If it wasn't for the start_value and end_value columns, this would be a textbook trivial example of how to join two tables.
Can I somehow get the output I need in one SQL statement without resorting to writing a PL/SQL function to find these values?
Unless I have overlooked something blatantly obvious, this can't be done with simple subselects.
Database is Oracle 11g, so any Oracle-specific features are acceptable.
Edit: yes, looping is possible, but I want to know if this can be done with a single SQL select.

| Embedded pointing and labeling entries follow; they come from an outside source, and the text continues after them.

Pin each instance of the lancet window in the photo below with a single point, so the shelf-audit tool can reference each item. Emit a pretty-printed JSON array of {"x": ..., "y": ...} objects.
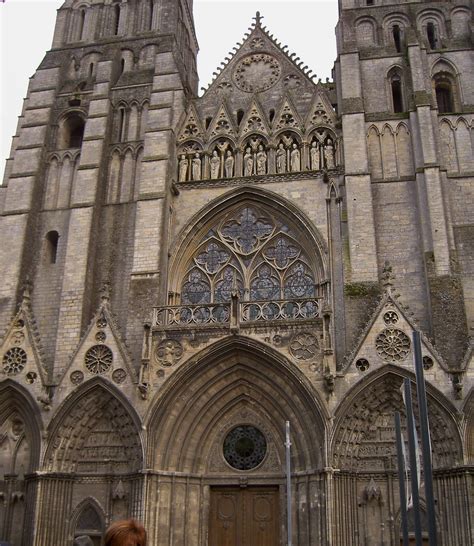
[{"x": 250, "y": 253}]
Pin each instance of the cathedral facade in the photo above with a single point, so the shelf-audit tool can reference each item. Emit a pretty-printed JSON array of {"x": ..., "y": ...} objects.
[{"x": 184, "y": 274}]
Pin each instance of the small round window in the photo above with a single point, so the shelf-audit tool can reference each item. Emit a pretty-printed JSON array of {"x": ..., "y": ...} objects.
[{"x": 245, "y": 447}]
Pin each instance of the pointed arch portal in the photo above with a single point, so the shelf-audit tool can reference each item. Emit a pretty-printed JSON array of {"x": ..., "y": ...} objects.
[{"x": 220, "y": 425}]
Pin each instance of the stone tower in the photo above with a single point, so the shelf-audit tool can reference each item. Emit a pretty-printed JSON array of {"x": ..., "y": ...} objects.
[{"x": 182, "y": 275}]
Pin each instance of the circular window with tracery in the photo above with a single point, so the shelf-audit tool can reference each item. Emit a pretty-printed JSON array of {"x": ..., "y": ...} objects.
[
  {"x": 14, "y": 360},
  {"x": 245, "y": 447},
  {"x": 393, "y": 345},
  {"x": 98, "y": 359}
]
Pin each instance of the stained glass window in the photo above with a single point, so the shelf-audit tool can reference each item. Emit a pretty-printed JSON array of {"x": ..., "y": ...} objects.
[
  {"x": 252, "y": 253},
  {"x": 245, "y": 447}
]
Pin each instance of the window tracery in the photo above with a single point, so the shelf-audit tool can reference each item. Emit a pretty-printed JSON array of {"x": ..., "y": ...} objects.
[{"x": 252, "y": 254}]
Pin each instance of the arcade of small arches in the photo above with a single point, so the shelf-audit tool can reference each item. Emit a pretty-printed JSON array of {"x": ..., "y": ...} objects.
[
  {"x": 258, "y": 155},
  {"x": 219, "y": 415}
]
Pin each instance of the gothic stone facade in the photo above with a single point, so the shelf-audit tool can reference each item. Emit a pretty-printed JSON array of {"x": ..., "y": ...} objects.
[{"x": 181, "y": 275}]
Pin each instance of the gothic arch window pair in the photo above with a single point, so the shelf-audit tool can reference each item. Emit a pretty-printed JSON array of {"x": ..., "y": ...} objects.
[
  {"x": 445, "y": 87},
  {"x": 252, "y": 253}
]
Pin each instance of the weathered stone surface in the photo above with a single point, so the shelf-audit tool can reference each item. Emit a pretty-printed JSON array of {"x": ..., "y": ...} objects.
[{"x": 181, "y": 275}]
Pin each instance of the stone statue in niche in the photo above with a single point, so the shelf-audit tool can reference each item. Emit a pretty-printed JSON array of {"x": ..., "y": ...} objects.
[
  {"x": 315, "y": 157},
  {"x": 196, "y": 166},
  {"x": 261, "y": 160},
  {"x": 215, "y": 165},
  {"x": 329, "y": 154},
  {"x": 295, "y": 158},
  {"x": 281, "y": 158},
  {"x": 183, "y": 168},
  {"x": 229, "y": 165},
  {"x": 248, "y": 162}
]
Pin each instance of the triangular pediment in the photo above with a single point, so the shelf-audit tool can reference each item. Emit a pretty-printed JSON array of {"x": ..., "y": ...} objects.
[
  {"x": 321, "y": 112},
  {"x": 287, "y": 117},
  {"x": 387, "y": 339},
  {"x": 100, "y": 353},
  {"x": 21, "y": 352},
  {"x": 222, "y": 124},
  {"x": 258, "y": 63},
  {"x": 254, "y": 121},
  {"x": 192, "y": 127}
]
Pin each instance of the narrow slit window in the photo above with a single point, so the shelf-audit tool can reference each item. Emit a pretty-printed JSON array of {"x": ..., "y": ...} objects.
[
  {"x": 150, "y": 15},
  {"x": 121, "y": 131},
  {"x": 52, "y": 239},
  {"x": 116, "y": 24},
  {"x": 397, "y": 38},
  {"x": 431, "y": 35},
  {"x": 82, "y": 18}
]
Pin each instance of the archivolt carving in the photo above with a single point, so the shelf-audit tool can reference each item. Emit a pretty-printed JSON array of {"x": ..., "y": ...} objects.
[
  {"x": 97, "y": 434},
  {"x": 233, "y": 383},
  {"x": 365, "y": 434}
]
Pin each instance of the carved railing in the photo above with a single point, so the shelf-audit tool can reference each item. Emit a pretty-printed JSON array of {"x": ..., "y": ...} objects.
[
  {"x": 258, "y": 311},
  {"x": 192, "y": 315},
  {"x": 236, "y": 313}
]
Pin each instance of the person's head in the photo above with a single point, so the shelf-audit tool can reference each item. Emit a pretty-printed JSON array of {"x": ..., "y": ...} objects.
[{"x": 128, "y": 532}]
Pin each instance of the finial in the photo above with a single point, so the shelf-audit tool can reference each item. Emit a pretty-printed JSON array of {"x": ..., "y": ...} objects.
[{"x": 387, "y": 278}]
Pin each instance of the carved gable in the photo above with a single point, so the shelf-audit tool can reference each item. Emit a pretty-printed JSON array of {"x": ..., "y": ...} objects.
[
  {"x": 388, "y": 340},
  {"x": 287, "y": 117},
  {"x": 254, "y": 121},
  {"x": 321, "y": 112},
  {"x": 192, "y": 127},
  {"x": 21, "y": 352},
  {"x": 101, "y": 353}
]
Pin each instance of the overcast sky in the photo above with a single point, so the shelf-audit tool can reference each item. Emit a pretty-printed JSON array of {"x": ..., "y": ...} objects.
[{"x": 26, "y": 31}]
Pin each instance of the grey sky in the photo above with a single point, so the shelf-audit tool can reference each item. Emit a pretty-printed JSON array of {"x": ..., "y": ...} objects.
[{"x": 26, "y": 31}]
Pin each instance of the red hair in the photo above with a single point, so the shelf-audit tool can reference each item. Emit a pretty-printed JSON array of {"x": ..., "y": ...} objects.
[{"x": 127, "y": 532}]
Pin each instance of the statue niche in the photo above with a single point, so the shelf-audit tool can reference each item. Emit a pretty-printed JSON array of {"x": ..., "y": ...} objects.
[
  {"x": 190, "y": 162},
  {"x": 288, "y": 154},
  {"x": 255, "y": 157},
  {"x": 323, "y": 150},
  {"x": 222, "y": 160}
]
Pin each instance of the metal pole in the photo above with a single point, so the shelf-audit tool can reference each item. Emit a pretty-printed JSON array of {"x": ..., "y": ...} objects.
[
  {"x": 401, "y": 479},
  {"x": 288, "y": 482},
  {"x": 425, "y": 438},
  {"x": 413, "y": 463}
]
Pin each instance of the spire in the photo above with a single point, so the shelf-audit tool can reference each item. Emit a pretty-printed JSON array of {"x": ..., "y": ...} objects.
[{"x": 258, "y": 19}]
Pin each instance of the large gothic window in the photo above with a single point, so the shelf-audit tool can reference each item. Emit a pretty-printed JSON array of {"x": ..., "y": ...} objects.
[{"x": 252, "y": 253}]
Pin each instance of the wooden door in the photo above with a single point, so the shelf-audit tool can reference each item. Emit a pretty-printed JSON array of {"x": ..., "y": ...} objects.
[{"x": 244, "y": 516}]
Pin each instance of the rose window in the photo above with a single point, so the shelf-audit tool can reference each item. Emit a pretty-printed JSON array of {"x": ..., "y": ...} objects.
[
  {"x": 393, "y": 345},
  {"x": 257, "y": 73},
  {"x": 245, "y": 447},
  {"x": 98, "y": 359},
  {"x": 14, "y": 360}
]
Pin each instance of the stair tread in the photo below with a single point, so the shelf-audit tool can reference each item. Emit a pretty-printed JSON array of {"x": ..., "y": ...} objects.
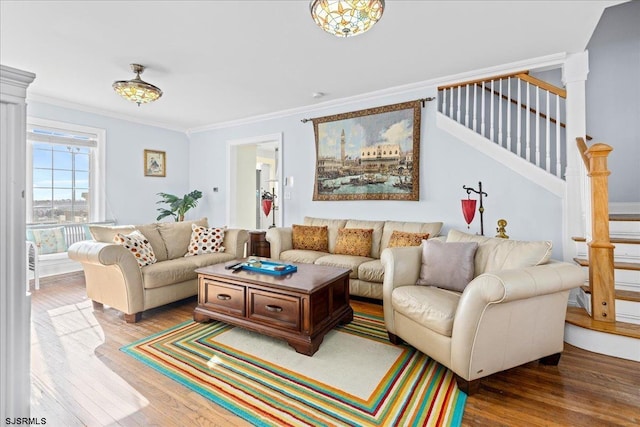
[
  {"x": 620, "y": 294},
  {"x": 612, "y": 240},
  {"x": 624, "y": 217},
  {"x": 578, "y": 316},
  {"x": 617, "y": 265}
]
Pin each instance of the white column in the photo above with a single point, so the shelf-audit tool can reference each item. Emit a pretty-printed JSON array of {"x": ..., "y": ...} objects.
[
  {"x": 15, "y": 303},
  {"x": 577, "y": 204}
]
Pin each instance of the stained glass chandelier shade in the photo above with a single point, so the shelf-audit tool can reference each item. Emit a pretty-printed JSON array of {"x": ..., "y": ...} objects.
[
  {"x": 345, "y": 18},
  {"x": 137, "y": 90}
]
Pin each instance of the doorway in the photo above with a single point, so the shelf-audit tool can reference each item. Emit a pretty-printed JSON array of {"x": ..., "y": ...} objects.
[{"x": 255, "y": 170}]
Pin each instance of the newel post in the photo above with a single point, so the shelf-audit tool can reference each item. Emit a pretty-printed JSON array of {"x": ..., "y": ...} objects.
[{"x": 601, "y": 275}]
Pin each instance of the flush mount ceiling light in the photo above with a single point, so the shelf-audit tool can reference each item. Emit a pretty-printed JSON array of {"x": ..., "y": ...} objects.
[
  {"x": 345, "y": 18},
  {"x": 137, "y": 90}
]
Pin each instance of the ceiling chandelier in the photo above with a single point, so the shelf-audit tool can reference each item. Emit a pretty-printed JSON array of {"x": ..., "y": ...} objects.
[
  {"x": 137, "y": 90},
  {"x": 345, "y": 18}
]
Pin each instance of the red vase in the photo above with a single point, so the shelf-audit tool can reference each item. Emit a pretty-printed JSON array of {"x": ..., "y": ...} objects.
[
  {"x": 266, "y": 206},
  {"x": 468, "y": 210}
]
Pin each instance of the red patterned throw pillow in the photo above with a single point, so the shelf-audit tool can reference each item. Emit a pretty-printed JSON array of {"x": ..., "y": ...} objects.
[
  {"x": 354, "y": 241},
  {"x": 403, "y": 238},
  {"x": 205, "y": 240},
  {"x": 138, "y": 245},
  {"x": 310, "y": 237}
]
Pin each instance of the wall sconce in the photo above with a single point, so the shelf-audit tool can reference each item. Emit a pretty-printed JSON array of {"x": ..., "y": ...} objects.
[{"x": 469, "y": 206}]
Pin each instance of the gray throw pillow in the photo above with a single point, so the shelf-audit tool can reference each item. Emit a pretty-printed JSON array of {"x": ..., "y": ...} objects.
[{"x": 447, "y": 265}]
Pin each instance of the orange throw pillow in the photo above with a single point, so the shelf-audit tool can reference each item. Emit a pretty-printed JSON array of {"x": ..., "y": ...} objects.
[
  {"x": 403, "y": 238},
  {"x": 354, "y": 241},
  {"x": 311, "y": 237}
]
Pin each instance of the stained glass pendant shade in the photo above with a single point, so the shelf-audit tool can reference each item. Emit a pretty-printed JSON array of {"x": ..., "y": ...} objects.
[
  {"x": 137, "y": 90},
  {"x": 346, "y": 18}
]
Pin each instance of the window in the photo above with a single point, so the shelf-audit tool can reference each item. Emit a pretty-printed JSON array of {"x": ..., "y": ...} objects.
[{"x": 65, "y": 179}]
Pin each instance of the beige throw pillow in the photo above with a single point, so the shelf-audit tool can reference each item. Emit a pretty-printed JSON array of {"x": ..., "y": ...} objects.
[
  {"x": 310, "y": 237},
  {"x": 138, "y": 245},
  {"x": 447, "y": 265}
]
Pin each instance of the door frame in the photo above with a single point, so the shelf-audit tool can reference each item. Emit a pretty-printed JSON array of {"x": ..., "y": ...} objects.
[{"x": 232, "y": 146}]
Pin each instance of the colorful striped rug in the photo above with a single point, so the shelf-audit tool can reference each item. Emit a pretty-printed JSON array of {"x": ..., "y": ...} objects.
[{"x": 356, "y": 378}]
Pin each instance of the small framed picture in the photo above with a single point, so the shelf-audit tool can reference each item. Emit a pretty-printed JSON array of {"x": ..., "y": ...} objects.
[{"x": 155, "y": 163}]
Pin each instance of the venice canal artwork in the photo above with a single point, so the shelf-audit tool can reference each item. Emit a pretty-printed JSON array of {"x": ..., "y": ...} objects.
[{"x": 368, "y": 157}]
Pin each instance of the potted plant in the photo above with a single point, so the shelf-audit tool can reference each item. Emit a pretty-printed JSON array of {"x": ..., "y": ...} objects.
[{"x": 178, "y": 206}]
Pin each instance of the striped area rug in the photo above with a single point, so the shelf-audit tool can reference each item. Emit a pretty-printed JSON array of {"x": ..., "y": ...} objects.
[{"x": 356, "y": 378}]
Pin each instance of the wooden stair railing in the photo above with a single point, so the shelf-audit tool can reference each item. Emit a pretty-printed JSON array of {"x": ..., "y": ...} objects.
[
  {"x": 517, "y": 111},
  {"x": 601, "y": 266}
]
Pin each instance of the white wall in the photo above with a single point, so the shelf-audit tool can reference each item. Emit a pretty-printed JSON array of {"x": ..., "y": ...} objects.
[
  {"x": 446, "y": 164},
  {"x": 131, "y": 197}
]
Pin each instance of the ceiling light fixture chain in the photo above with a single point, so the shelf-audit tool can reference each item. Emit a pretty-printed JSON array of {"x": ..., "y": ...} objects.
[
  {"x": 346, "y": 18},
  {"x": 137, "y": 90}
]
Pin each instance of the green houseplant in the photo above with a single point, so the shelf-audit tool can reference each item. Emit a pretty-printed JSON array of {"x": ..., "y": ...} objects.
[{"x": 178, "y": 206}]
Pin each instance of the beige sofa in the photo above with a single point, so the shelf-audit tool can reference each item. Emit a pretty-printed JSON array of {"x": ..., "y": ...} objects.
[
  {"x": 114, "y": 278},
  {"x": 366, "y": 272},
  {"x": 512, "y": 312}
]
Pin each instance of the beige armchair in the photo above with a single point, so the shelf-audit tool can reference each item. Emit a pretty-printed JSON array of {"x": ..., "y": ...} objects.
[{"x": 506, "y": 316}]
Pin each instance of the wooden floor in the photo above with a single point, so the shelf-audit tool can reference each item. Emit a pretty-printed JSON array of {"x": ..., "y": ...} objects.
[{"x": 80, "y": 377}]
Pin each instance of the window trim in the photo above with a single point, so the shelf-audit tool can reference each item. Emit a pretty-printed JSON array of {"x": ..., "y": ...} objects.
[{"x": 98, "y": 169}]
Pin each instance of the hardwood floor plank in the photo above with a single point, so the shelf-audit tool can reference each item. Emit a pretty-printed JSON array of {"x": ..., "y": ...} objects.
[{"x": 80, "y": 376}]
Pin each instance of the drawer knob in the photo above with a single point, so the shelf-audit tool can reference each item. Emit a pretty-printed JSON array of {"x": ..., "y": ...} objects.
[{"x": 273, "y": 308}]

You can give this a try. Note the caveats at the end though.
SELECT
RNG.sensor_id,
RNG.start_date,
RDG1.value AS v1,
RNG.end_date,
RDG2.value AS v2,
RNG.description
FROM
Ranges RNG
INNER JOIN Readings RDG1 ON
RDG1.sensor_id = RNG.sensor_id AND
RDG1.acquired => RNG.start_date
LEFT OUTER JOIN Readings RDG1_NE ON
RDG1_NE.sensor_id = RDG1.sensor_id AND
RDG1_NE.acquired >= RNG.start_date AND
RDG1_NE.acquired < RDG1.acquired
INNER JOIN Readings RDG2 ON
RDG2.sensor_id = RNG.sensor_id AND
RDG2.acquired => RNG.end_date
LEFT OUTER JOIN Readings RDG1_NE ON
RDG2_NE.sensor_id = RDG2.sensor_id AND
RDG2_NE.acquired >= RNG.end_date AND
RDG2_NE.acquired < RDG2.acquired
WHERE
RDG1_NE.sensor_id IS NULL AND
RDG2_NE.sensor_id IS NULL
This uses the first reading after the start date of the range and the first reading after the end date (personally, I'd think using the last date before the start and end would make more sense or the closest value, but I don't know your application). If there is no such reading then you won't get anything at all. You can change the INNER JOINs to OUTER and put additional logic in to handle those situations based on your own business rules.
It seems pretty straight forward.
Find the sensor values for each range. Find a row - I will call acquired of this row just X - where X > start_date and not exists any other row with acquired > start_date and acquired < X. Do the same for end date.
Select only the ranges that meet the query - start_date before and end_date after the dates supplied by the query.
In SQL this would be something like that.
SELECT R1.*, SV1.aquired, SV2.aquired
FROM ranges R1
INNER JOIN sensor_values SV1 ON SV1.sensor_id = R1.sensor_id
INNER JOIN sensor_values SV2 ON SV2.sensor_id = R1.sensor_id
WHERE SV1.aquired > R1.start_date
AND NOT EXISTS (
SELECT *
FROM sensor_values SV3
WHERE SV3.aquired > R1.start_date
AND SV3.aquired < SV1.aquired)
AND SV2.aquired > R1.end_date
AND NOT EXISTS (
SELECT *
FROM sensor_values SV4
WHERE SV4.aquired > R1.end_date
AND SV4.aquired < SV2.aquired)
AND R1.start_date < #range_start
AND R1.end_date > #range_end